# Pascals triangle problem(discrete mathematics)

1. Oct 28, 2012

### stanleyman

1. The problem statement, all variables and given/known data
Determine which row of pascals triangle contains 3 consecutive entries that are in the ratio 1:2:3.

2. Relevant equations
(n, k ) = n!/k!(n-k)!

3. The attempt at a solution
(n,k):(n,k+1):(n,k+2)
1 : 2: : 3

What I did was cross multiply.

2 times (n,k) = 1 times (n,k+1) and 3 times (n,k+1) = 2 times (n,k+2)
2(n!/(k!(n-k)!) = n!/(k+1)!(n-k-1)! and 3(n!/(k+1)!(n-k-1)!) = 2(n!/(k+2)!(n-k-2)!

I know that i should solve for n in the first equation then substitute n in the second equation to get n and k. I'm stuck on the algebra part.

2. Oct 28, 2012

### Mentallic

Well, what are some of the rules of factorials?

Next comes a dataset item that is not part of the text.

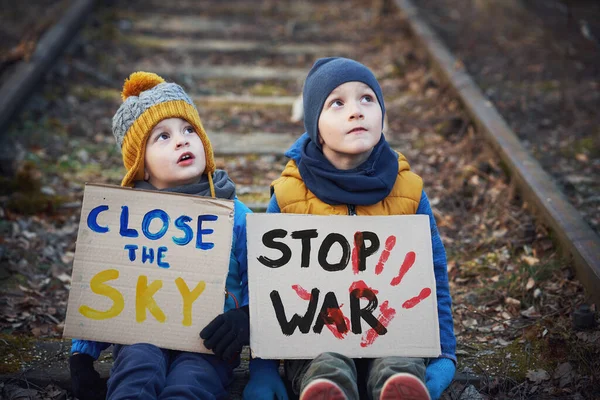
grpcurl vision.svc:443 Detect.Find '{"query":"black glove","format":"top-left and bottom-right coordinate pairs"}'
top-left (200, 306), bottom-right (250, 360)
top-left (69, 353), bottom-right (107, 400)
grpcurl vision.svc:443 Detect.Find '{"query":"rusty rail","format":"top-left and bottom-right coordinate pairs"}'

n! = n*(n-1)*(n-2)*...*2*1

n! = n*(n-1)!

So if we have an equation such as

n! = 10*(n-1)!

then to solve this, we would use the rule n! = n*(n-1)! to obtain

n*(n-1)! = 10*(n-1)!

then you can divide through by (n-1)! and find n=10. See if you can apply this rule to solve your equation.

3. Oct 30, 2012

### stanleyman

thank you i got the answer.